By clicking “Sign up for GitHub”, you agree to our terms of service and privacy statement. We’ll occasionally send you account related emails.

Already on GitHub? Sign in to your account

Add multiprocess dataset packing #2180

Open
bratao opened this issue Dec 19, 2024 · 21 comments
Open

Add multiprocess dataset packing #2180

bratao opened this issue Dec 19, 2024 · 21 comments
Assignees
Labels
enhancement New feature or request triaged This issue has been assigned an owner and appropriate label

Comments

@bratao
Copy link

bratao commented Dec 19, 2024

Hello,

I have a custom JSONL dataset with 4 million examples. In Axolotl, I am able to load this with packing on a 64-core machine in 10 minutes, as it uses all cores. It also caches the dataset packing and is super handy.

The same dataset in torchtune takes 6 hours if packing is enabled. Apparently, it uses only one core.

Is there any way to accelerate this?

@joecummings joecummings added the triaged This issue has been assigned an owner and appropriate label label Dec 19, 2024
@joecummings joecummings self-assigned this Dec 19, 2024
@joecummings
Copy link
Contributor

This is a great suggestion!

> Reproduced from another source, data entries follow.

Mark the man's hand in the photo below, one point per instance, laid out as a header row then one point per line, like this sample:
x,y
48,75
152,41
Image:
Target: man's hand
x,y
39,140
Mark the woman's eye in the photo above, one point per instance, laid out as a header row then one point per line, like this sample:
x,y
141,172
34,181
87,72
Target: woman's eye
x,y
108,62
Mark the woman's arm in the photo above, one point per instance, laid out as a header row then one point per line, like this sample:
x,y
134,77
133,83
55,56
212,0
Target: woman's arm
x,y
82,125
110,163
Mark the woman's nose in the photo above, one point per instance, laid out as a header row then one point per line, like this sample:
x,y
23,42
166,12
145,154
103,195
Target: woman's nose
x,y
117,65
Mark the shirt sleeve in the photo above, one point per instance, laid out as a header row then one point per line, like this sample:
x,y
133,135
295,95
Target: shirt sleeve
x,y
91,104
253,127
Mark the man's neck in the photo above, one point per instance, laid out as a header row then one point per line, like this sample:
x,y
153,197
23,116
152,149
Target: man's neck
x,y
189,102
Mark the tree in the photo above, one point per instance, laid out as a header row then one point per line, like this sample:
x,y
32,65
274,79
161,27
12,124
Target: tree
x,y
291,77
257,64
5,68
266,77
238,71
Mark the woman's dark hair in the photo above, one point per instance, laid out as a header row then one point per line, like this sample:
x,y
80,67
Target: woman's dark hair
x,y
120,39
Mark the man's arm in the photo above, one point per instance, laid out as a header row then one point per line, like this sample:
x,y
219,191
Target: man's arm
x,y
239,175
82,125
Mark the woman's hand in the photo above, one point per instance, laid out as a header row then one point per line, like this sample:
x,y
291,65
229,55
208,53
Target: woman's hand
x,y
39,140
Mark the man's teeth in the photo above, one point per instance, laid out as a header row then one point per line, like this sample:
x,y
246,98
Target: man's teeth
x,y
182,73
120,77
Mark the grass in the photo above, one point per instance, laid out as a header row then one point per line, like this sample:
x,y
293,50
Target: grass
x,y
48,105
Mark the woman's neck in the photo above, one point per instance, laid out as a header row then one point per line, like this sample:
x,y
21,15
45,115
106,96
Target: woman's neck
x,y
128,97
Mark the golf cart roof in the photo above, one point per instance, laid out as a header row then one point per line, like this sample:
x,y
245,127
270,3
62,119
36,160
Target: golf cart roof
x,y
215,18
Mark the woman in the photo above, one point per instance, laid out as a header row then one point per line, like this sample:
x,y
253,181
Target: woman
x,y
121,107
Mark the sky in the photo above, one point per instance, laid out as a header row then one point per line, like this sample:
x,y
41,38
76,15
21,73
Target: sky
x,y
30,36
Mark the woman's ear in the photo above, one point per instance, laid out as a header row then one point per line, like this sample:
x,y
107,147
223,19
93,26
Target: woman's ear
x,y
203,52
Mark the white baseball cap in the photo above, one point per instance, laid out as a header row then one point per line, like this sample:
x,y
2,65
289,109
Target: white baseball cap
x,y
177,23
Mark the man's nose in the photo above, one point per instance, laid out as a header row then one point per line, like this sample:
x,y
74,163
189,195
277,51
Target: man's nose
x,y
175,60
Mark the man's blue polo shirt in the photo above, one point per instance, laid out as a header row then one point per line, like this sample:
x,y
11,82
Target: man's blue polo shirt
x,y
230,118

Let me look into how we could add this into the library.

Caching is something that we may need to think a little more about so we don't accidentally take up too much of our users memory, but we should definitely be able to utilize more cores to pack.

@joecummings
Copy link
Contributor

It looks like Axolotl makes use of the map and filter functions on the Hugging Face Dataset abstraction, which is pretty neat. That way they can just set a default num_processes to use and find a potentially cached dataset. I'll look into if this is feasible for torchtune to do or if we might have to roll our own solution based on that.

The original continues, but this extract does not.